FC Mingerode – FC Hainberg II. Unvoreingenommen und locker wollen SCH-Coach Christian Dreher und sein Aufsteiger-Team in die neue Klasse starten. „Für uns ist das ein großes Event. Wir kennen keinen, und keiner kennt uns. Das kann von Vorteil sein“, glaubt Dreher, für den die SG Bergdörfer der Top-Favorit ist. Er weiß, dass Gastgeber Mingerode ein dicker Brocken ist, hat aber alle Mann an Bord und traut seiner Mannschaft durchaus eine Überraschung zu.

FC Lindenberg-AdelebsenDJK Desingerode. FC-Spielertrainer Björn Nolte glaubt, dass seiner Mannschaft nach Rang drei in der vorigen Saison erneut den Sprung in die Top three schaffen kann, „wenn es so gut läuft wie in der Rückrunde“. Anwärter auf die ersten drei Plätze sind für ihn allerdings Bergdörfer, Seeburg und Bovenden. Bei der Reihenfolge möchte er sich aber nicht festlegen. Desingerode kennt er als unbequemes, kampfstarkes Team: „Aber es ist ein Heimspiel, und das wollen wir gewinnen.“

SV Groß Ellershausen/Hetjershausen – SV Seeburg.
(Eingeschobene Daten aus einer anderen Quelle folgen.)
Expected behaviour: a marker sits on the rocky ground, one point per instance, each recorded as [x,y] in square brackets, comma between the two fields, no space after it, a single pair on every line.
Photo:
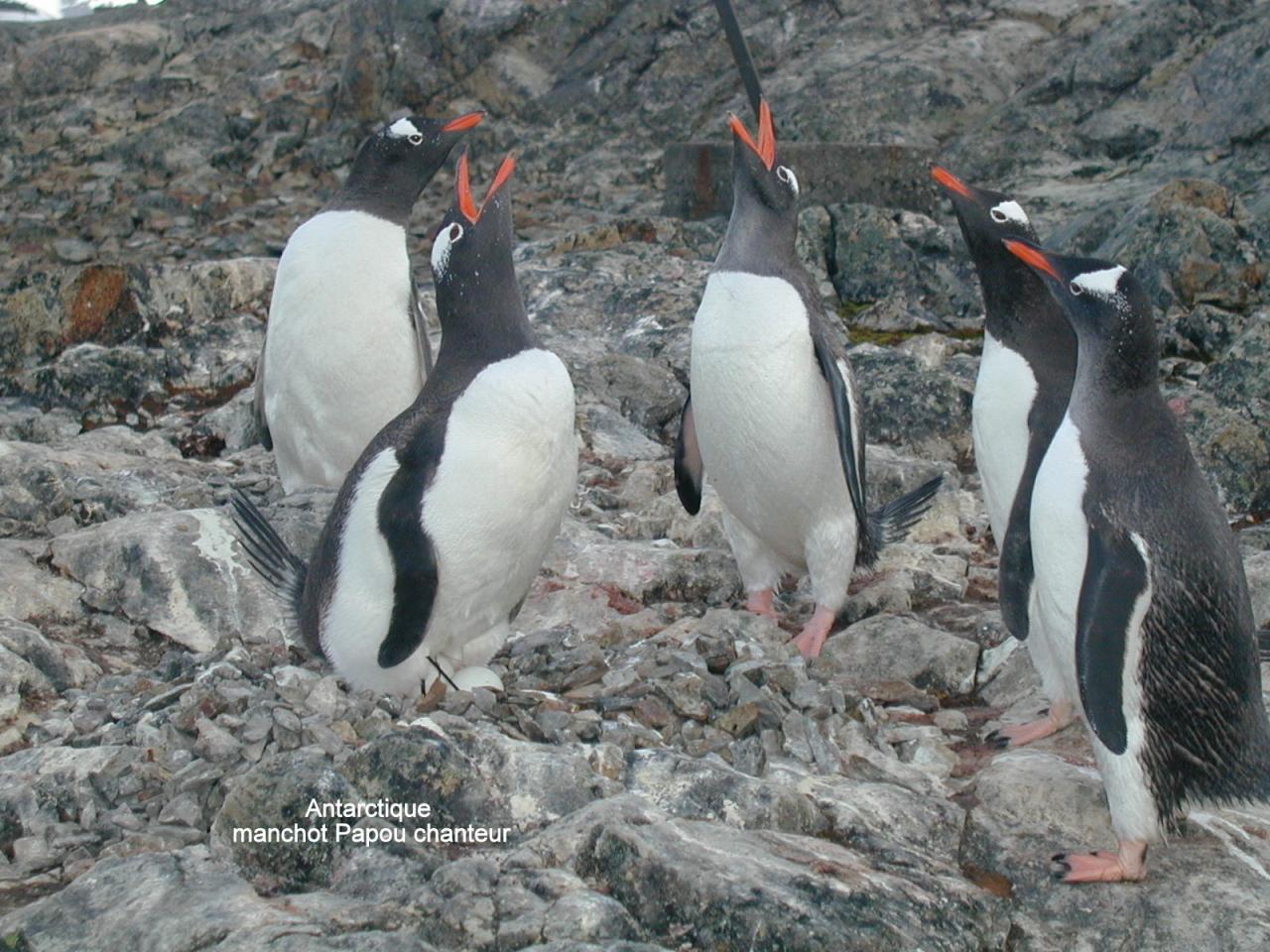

Seeburg und Bovenden führen auch beim neuen Groß Ellershäuser Coach Matthias Knauf die Hitliste an. Bei den eigenen Zielen bleibt er bescheiden: „Wir wollen den Abstand zur Spitze verringern und im zweiten Jahr weiter oben angreifen. Erst einmal müssen zehn alte und neue Spieler eine Mannschaft werden.“ Dass mit Bezirksliga-Absteiger Seeburg gleich zu Beginn ein Schwergewicht wartet, findet Knauf in Ordnung. Es sei eine gute Orientierungshilfe für die eigene Stärke.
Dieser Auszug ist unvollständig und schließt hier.